J'ai décidé de me taire pour éviter de m'humilier.

« Écoute-moi bien, puisque tu es devenue la maîtresse, tu dois aller jusqu'au bout de cette histoire. C'est une guerre, une guerre que tu ne peux pas te permettre de perdre. Si tu ne deviens pas la femme du patron, c'est la fin pour toi dans cette entreprise, et même dans ce secteur. Es-tu prête mentalement ? » Xia Mengmeng changea soudainement de ton et me dit d'un ton grave.

« Non. Ce que je veux, ce n'est pas la guerre. » Après avoir gardé le silence pendant un jour et une nuit, je n'ai finalement pas pu retenir mon envie de me confier. « Après avoir été avec lui, j'ai découvert la jalousie, et c'est un sentiment terrible. Je me suis soudain demandée pourquoi tant de femmes l'aiment. Je n'ai jamais rien essayé de lui prendre, à part de l'argent. Même si je ne me suis pas encore comportée comme une mégère, j'en ai déjà envie. J'ai vraiment peur de me faire du mal et de faire du mal à mon entourage. Et puis, il y a la suspicion, surtout envers quelqu'un à qui je me suis engagée. Je lui ai donné mon cœur, mais quand il est retourné à Guangzhou sans même m'appeler, ma confiance a été brisée. Ce qui me fait le plus souffrir, c'est que j'essaie toujours de deviner ses besoins en dehors de sa vie privée, et ça me rend folle… » À ces mots, j'ai eu la gorge serrée, surprise de fondre en larmes.

« Ne pleure pas, ne pleure pas », semblait dire Xia Mengmeng en me voyant pour la première fois les larmes coulant sur mon visage, l'air complètement désemparé.

« Donne-moi un mouchoir ! » dis-je en reniflant.

« Tiens ! » dit Xia Mengmeng en lui tendant un mouchoir, reprenant ses esprits. « Regarde-toi, tu es complètement abasourdi ? Tu n'arrives pas à passer à autre chose ? Écoute, ce n'est pas grave. Même si tes atouts physiques ne sont peut-être pas à la hauteur de ceux des beautés coréennes, il te suffit de te déshabiller et de t'allonger devant le directeur général, et il ne reste plus qu'à dire : "À bas le directeur !" »

« Pff ! » J’ai craché une gorgée de jus d’orange par terre.

« Quoi ? J'avais deviné juste, n'est-ce pas ? Vous n'avez pas encore échangé de mots doux, hein ? » lança Xia Mengmeng d'un ton suffisant, sa voix résonnant dans tout le restaurant.

« Quand avez-vous appris à formuler avec autant d'élégance ? » J'ai presque éprouvé un profond respect pour elle.

« Oh, récemment, un professeur du département de chinois d'une université minable m'a courtisée. Il n'arrête pas de parler toute la journée, et je ne comprends rien à ce qu'il essaie de me dire. J'ai toujours pensé que les gens d'aujourd'hui utilisent au moins dix mots de plus par phrase qu'avant, mais j'ai appris de lui que les anciens pouvaient aussi être plus bavards que nous. Il a même qualifié l'acte d'amour d'« échange mutuel d'affections ». C'est pas drôle ? » dit-elle en riant sous cape, avant de se pencher en avant.

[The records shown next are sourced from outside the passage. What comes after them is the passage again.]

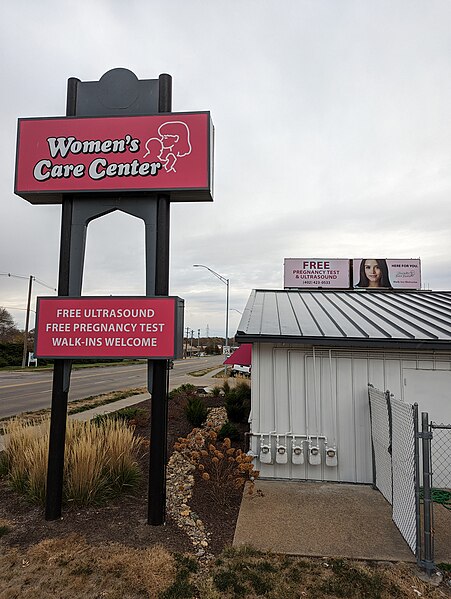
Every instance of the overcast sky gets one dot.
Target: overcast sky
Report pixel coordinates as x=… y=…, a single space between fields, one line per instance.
x=333 y=138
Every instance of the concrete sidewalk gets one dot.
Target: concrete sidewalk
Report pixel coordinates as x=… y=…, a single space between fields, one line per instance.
x=322 y=520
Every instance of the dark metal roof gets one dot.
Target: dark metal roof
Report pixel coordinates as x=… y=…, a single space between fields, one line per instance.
x=394 y=319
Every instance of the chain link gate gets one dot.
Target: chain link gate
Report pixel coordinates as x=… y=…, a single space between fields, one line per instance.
x=394 y=428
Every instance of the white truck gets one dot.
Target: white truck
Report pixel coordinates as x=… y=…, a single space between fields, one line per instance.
x=238 y=369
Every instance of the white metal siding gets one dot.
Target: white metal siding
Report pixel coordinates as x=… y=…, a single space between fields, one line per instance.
x=287 y=397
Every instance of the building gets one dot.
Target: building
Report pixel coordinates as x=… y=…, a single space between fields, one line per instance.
x=314 y=354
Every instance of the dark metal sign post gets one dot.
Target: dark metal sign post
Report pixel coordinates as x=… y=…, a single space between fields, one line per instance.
x=117 y=93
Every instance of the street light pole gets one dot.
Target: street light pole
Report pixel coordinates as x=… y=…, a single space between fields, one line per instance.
x=227 y=283
x=31 y=278
x=27 y=322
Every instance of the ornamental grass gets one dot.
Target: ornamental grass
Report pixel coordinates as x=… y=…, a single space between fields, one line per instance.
x=101 y=461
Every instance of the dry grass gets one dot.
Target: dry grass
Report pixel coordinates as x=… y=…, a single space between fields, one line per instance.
x=76 y=406
x=70 y=568
x=100 y=459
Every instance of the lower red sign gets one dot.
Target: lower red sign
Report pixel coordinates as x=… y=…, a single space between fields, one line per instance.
x=107 y=327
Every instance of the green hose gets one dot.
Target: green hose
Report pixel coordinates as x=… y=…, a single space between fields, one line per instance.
x=441 y=496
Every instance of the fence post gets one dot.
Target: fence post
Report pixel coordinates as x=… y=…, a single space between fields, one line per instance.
x=426 y=436
x=417 y=482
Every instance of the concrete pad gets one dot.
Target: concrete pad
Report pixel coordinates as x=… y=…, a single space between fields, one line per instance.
x=320 y=519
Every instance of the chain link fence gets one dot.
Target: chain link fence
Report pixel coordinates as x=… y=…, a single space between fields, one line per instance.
x=394 y=425
x=441 y=458
x=413 y=481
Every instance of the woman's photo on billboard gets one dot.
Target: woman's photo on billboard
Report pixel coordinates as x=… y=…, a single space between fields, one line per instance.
x=374 y=273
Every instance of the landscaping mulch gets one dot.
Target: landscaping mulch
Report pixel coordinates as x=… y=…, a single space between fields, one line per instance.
x=124 y=520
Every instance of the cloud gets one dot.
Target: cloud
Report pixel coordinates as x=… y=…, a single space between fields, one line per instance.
x=332 y=124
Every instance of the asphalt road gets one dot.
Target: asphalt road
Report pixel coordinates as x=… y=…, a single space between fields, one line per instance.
x=22 y=391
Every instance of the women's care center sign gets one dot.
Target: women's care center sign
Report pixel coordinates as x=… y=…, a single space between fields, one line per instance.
x=165 y=152
x=108 y=327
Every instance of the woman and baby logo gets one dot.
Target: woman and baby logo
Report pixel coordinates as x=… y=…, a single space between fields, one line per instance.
x=172 y=144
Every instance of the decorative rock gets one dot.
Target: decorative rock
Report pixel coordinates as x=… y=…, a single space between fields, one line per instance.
x=180 y=482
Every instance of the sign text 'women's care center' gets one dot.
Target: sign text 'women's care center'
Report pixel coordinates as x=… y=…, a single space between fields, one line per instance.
x=108 y=154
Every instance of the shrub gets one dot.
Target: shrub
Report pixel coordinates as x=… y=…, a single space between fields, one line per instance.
x=238 y=402
x=196 y=411
x=216 y=391
x=185 y=389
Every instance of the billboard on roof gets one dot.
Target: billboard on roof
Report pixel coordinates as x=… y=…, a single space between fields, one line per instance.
x=383 y=273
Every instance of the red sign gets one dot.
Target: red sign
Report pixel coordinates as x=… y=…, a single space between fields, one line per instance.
x=164 y=152
x=107 y=327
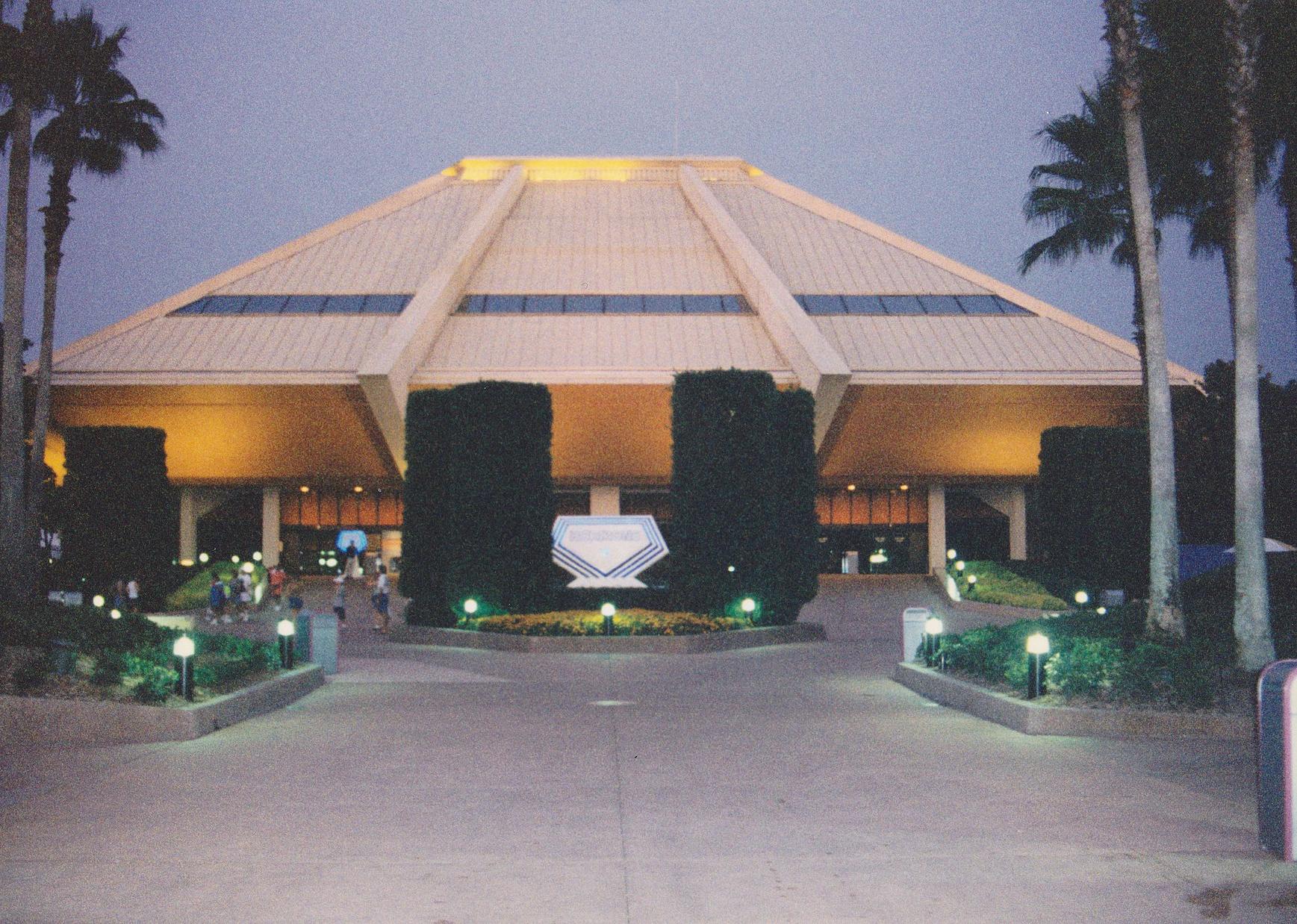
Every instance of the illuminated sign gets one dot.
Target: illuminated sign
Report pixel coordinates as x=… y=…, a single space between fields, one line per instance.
x=607 y=551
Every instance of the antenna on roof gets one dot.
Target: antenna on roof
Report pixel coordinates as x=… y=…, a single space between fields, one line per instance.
x=676 y=137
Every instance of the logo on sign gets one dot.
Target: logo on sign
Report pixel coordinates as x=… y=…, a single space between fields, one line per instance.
x=607 y=551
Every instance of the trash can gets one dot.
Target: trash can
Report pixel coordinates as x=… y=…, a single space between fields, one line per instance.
x=325 y=642
x=1277 y=758
x=912 y=631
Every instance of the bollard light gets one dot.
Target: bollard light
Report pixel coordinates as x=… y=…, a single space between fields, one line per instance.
x=287 y=628
x=933 y=656
x=1038 y=649
x=183 y=649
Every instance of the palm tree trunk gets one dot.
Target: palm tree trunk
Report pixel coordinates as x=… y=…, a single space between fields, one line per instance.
x=1288 y=196
x=1251 y=591
x=1165 y=614
x=13 y=428
x=57 y=218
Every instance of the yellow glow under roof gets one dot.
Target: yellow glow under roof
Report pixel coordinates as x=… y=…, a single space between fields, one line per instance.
x=606 y=169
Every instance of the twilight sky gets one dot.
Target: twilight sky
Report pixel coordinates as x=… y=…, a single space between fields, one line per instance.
x=286 y=114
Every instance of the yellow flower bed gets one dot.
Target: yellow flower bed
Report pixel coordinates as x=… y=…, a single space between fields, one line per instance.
x=586 y=622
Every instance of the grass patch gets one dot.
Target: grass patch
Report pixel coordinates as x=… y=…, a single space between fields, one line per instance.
x=1001 y=584
x=586 y=622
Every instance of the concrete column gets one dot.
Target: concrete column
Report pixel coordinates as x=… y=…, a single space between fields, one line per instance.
x=270 y=526
x=1018 y=522
x=188 y=525
x=936 y=529
x=1012 y=502
x=605 y=501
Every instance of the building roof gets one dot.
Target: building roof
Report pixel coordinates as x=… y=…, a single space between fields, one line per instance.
x=705 y=227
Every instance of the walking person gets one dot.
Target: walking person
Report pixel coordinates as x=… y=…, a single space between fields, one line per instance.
x=216 y=599
x=380 y=598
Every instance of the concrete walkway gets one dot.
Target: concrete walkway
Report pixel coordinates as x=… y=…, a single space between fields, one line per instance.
x=794 y=784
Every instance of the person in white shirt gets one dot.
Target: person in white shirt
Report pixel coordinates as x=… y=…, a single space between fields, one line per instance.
x=380 y=598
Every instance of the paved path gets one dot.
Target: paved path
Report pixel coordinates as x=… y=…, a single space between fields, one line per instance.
x=791 y=784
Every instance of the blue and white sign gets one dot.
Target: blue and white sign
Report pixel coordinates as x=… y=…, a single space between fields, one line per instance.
x=607 y=551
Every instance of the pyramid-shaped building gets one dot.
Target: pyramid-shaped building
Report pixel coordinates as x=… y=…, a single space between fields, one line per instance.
x=287 y=376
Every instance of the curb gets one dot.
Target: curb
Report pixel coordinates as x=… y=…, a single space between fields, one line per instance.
x=1033 y=718
x=616 y=644
x=49 y=721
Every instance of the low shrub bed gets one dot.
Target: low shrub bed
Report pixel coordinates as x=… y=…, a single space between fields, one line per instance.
x=1003 y=584
x=126 y=658
x=584 y=622
x=1096 y=660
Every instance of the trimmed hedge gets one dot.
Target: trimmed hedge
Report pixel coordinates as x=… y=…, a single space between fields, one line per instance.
x=1094 y=502
x=1094 y=658
x=121 y=510
x=744 y=485
x=479 y=501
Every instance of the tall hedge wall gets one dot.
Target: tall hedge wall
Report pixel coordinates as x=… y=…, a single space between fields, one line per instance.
x=742 y=491
x=479 y=499
x=1094 y=499
x=122 y=516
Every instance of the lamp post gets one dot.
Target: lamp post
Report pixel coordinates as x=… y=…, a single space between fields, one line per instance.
x=183 y=649
x=287 y=630
x=1038 y=649
x=933 y=656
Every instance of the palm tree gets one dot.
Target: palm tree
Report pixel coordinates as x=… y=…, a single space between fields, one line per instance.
x=1082 y=195
x=98 y=119
x=1251 y=594
x=25 y=59
x=1165 y=614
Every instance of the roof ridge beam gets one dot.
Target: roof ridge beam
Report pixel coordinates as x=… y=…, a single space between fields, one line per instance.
x=387 y=367
x=385 y=206
x=824 y=209
x=818 y=364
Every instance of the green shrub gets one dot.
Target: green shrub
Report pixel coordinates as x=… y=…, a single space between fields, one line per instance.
x=121 y=510
x=1094 y=496
x=1085 y=668
x=742 y=494
x=479 y=499
x=582 y=622
x=152 y=682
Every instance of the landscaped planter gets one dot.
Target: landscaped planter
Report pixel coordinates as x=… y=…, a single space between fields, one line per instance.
x=619 y=644
x=52 y=721
x=1035 y=718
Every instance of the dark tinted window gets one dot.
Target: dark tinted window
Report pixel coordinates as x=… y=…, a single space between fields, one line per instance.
x=624 y=305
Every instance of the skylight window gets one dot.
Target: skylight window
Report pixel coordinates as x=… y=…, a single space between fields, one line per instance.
x=603 y=305
x=933 y=306
x=296 y=305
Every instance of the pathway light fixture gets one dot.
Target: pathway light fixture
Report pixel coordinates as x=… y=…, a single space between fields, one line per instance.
x=1038 y=649
x=287 y=628
x=183 y=649
x=933 y=653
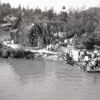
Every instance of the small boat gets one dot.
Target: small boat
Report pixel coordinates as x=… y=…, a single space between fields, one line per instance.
x=95 y=70
x=87 y=68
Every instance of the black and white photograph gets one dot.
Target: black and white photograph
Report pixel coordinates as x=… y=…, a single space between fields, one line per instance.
x=49 y=49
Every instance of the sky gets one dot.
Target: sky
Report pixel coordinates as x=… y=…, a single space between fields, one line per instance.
x=56 y=4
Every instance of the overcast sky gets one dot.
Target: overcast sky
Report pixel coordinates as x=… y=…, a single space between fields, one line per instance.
x=56 y=4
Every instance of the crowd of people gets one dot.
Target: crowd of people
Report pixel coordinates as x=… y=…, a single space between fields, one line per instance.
x=90 y=60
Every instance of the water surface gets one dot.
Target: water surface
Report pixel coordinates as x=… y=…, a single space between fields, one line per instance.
x=46 y=80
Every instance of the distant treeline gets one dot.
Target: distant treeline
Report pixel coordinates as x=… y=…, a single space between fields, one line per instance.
x=85 y=24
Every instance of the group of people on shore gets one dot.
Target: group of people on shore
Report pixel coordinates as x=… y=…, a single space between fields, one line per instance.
x=86 y=58
x=90 y=60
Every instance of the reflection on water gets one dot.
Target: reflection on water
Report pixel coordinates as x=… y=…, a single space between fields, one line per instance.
x=46 y=80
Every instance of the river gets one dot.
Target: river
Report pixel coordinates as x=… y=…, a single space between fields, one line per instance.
x=46 y=80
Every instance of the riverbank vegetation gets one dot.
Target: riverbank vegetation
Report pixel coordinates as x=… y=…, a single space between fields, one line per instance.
x=82 y=24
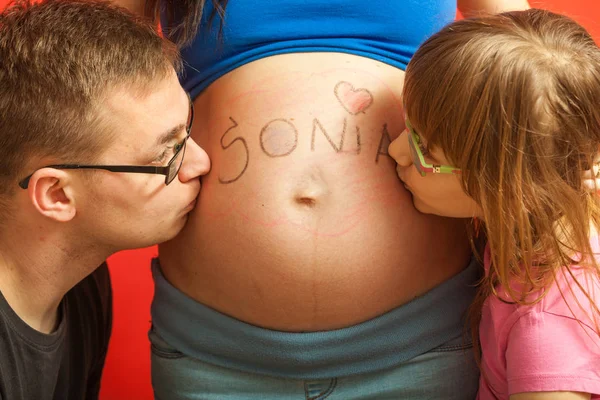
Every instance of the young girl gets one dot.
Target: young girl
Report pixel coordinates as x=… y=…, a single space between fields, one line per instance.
x=502 y=115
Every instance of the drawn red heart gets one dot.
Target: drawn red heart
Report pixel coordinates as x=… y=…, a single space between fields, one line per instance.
x=353 y=100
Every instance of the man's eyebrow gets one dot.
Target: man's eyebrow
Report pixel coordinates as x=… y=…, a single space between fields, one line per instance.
x=170 y=135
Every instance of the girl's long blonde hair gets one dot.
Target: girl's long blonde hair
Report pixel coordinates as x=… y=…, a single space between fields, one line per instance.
x=514 y=101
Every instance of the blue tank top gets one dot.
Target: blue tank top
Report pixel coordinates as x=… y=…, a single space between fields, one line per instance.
x=386 y=30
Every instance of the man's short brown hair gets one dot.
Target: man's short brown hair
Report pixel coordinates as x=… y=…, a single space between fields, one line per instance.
x=58 y=60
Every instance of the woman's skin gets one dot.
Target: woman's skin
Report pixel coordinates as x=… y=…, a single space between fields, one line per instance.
x=311 y=231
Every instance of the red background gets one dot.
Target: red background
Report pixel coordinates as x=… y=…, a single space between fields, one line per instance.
x=127 y=373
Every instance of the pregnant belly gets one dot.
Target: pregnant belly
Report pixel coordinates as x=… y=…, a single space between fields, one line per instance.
x=302 y=223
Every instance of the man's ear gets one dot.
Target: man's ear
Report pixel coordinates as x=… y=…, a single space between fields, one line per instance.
x=52 y=194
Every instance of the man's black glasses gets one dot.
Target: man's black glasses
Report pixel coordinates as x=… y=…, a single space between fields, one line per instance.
x=170 y=170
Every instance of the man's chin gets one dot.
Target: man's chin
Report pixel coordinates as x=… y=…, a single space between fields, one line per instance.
x=174 y=230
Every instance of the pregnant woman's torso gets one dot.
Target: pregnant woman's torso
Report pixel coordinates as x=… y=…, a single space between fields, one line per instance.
x=302 y=223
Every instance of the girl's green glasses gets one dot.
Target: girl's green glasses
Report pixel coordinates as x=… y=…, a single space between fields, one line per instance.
x=414 y=143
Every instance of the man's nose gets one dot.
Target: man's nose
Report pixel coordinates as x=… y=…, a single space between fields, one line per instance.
x=399 y=150
x=195 y=162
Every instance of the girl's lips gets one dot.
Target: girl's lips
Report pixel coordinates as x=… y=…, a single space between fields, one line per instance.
x=190 y=206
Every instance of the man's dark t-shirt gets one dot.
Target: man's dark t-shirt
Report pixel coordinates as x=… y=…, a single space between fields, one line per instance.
x=66 y=364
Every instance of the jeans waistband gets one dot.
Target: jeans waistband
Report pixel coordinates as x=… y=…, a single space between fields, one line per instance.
x=383 y=342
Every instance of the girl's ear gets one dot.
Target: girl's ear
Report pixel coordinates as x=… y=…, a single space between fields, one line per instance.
x=52 y=194
x=591 y=177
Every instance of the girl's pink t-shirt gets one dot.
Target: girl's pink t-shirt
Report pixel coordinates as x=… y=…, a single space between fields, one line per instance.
x=549 y=346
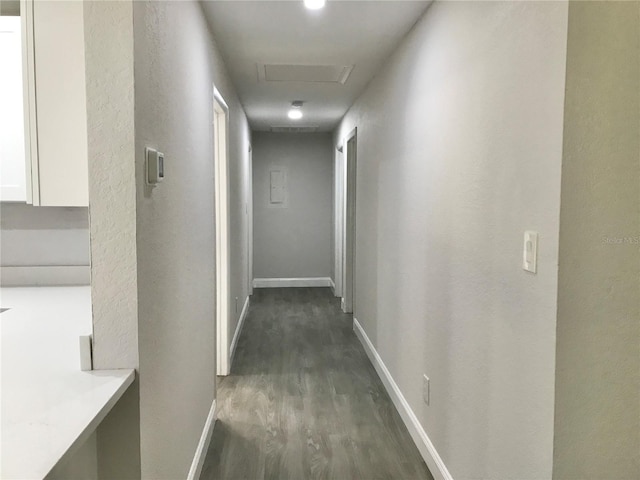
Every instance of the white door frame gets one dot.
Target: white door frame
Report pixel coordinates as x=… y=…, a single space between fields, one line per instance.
x=250 y=222
x=221 y=169
x=339 y=219
x=350 y=149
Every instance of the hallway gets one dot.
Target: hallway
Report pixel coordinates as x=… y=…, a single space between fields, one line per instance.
x=303 y=401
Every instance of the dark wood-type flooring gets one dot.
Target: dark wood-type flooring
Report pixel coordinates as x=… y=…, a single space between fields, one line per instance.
x=304 y=402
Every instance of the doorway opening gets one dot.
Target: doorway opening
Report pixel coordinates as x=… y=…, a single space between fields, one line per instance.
x=349 y=236
x=221 y=187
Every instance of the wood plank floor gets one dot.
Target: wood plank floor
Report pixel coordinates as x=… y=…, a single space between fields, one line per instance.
x=304 y=402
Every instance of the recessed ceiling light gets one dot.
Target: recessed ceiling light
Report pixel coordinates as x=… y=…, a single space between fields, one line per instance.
x=314 y=4
x=295 y=113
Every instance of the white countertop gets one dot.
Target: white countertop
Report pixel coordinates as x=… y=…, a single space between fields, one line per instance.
x=48 y=406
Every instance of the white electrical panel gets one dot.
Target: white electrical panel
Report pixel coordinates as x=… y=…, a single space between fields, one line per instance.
x=277 y=187
x=530 y=251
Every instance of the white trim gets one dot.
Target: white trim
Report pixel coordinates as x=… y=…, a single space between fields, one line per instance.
x=45 y=275
x=222 y=215
x=203 y=445
x=427 y=450
x=291 y=282
x=236 y=336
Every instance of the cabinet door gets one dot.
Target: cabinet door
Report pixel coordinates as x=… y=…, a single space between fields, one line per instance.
x=59 y=161
x=13 y=176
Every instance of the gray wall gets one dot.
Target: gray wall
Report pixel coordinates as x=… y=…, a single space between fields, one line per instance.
x=43 y=236
x=176 y=65
x=293 y=241
x=459 y=152
x=597 y=415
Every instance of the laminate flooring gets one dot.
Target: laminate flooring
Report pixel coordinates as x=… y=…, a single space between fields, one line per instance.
x=304 y=402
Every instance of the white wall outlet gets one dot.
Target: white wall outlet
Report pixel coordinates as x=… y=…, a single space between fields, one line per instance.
x=425 y=389
x=86 y=353
x=530 y=251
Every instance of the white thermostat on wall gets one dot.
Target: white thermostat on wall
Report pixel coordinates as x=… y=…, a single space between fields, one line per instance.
x=155 y=166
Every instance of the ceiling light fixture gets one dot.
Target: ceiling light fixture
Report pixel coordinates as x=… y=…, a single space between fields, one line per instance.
x=314 y=4
x=295 y=112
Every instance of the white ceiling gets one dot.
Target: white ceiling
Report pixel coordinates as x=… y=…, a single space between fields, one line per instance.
x=344 y=33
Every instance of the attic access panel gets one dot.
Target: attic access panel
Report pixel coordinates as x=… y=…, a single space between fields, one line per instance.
x=305 y=73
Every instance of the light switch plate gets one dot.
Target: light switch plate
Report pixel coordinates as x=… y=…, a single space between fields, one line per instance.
x=155 y=166
x=530 y=251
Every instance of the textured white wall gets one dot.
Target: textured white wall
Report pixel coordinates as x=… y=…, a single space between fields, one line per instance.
x=108 y=28
x=176 y=65
x=459 y=152
x=597 y=426
x=295 y=241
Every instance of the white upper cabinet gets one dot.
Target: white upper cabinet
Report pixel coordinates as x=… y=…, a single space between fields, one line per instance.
x=13 y=172
x=55 y=102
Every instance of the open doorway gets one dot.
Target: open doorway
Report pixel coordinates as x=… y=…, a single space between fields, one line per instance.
x=349 y=245
x=221 y=187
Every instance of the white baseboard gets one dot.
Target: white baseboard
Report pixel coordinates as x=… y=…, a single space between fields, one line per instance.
x=203 y=445
x=236 y=335
x=291 y=282
x=422 y=441
x=46 y=275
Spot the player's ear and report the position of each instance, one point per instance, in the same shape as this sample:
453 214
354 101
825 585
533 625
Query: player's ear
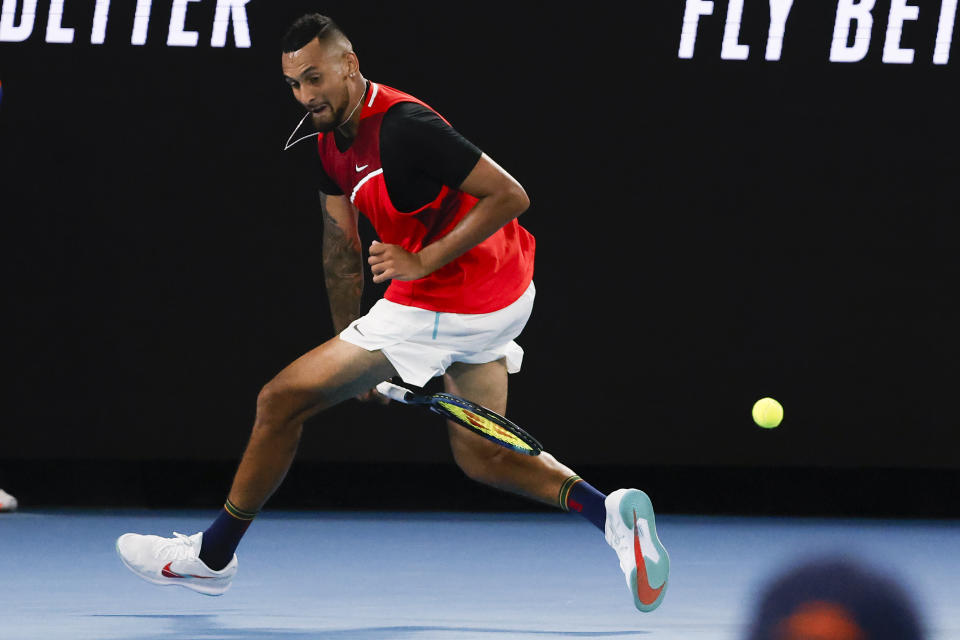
351 64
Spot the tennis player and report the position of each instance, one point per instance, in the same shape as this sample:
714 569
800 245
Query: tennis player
460 273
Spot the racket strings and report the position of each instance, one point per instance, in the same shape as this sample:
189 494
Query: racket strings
487 426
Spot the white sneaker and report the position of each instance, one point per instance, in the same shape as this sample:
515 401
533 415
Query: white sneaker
632 533
7 502
167 561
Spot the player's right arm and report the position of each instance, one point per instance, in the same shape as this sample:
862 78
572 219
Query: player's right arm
342 259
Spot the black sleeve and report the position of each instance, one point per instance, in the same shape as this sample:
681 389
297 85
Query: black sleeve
428 144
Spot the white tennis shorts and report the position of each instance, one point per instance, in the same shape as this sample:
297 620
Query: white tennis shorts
421 344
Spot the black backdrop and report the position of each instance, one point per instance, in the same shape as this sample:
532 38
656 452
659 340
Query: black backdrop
709 232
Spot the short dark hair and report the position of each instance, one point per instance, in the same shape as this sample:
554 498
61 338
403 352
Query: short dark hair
307 27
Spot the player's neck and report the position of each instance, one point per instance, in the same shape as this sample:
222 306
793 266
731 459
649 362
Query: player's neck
348 128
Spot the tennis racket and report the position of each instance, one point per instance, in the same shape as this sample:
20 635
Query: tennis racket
480 420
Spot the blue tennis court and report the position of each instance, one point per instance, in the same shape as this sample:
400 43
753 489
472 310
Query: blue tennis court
358 575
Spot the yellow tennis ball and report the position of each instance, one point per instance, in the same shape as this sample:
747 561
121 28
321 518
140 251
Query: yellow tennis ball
767 413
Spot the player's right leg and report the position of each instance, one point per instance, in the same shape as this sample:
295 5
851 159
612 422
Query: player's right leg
625 516
318 380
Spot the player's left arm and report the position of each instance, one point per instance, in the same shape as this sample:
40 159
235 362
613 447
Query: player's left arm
500 199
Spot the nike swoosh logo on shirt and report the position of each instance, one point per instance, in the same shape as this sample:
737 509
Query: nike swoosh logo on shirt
167 573
645 593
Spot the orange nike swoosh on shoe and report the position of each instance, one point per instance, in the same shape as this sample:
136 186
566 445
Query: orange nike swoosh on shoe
645 593
167 573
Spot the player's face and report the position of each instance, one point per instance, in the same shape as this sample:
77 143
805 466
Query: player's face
317 75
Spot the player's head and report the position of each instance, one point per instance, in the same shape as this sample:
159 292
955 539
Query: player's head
319 65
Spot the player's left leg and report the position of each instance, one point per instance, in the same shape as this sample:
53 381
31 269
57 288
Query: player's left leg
625 516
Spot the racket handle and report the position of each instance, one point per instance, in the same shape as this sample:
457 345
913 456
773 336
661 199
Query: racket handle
395 392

Je me rends compte que j'ai dû être folle de demander à un tel idiot d'exprimer mes sentiments.

« À vous entendre dire ça, je commence à me dire que je ne suis pas si mal après tout. » J'ai secoué la tête et soupiré.

"Pourquoi?"

« Depuis que nous sommes devenus collègues, je n'ai cessé de réfléchir aux défauts de caractère que je possède pour que Dieu vous envoie être mon collègue en guise de punition ? »

« Si vous êtes têtu et que vous avez encore envie de jurer sans utiliser de gros mots, cela signifie que vous n'êtes pas vraiment de mauvaise humeur. »

J’ai souri, retenant un rire, mais j’ai alors réalisé qu’il pourrait très bien quitter mon avenir sans même dire au revoir, et un goût amer m’est monté aux lèvres.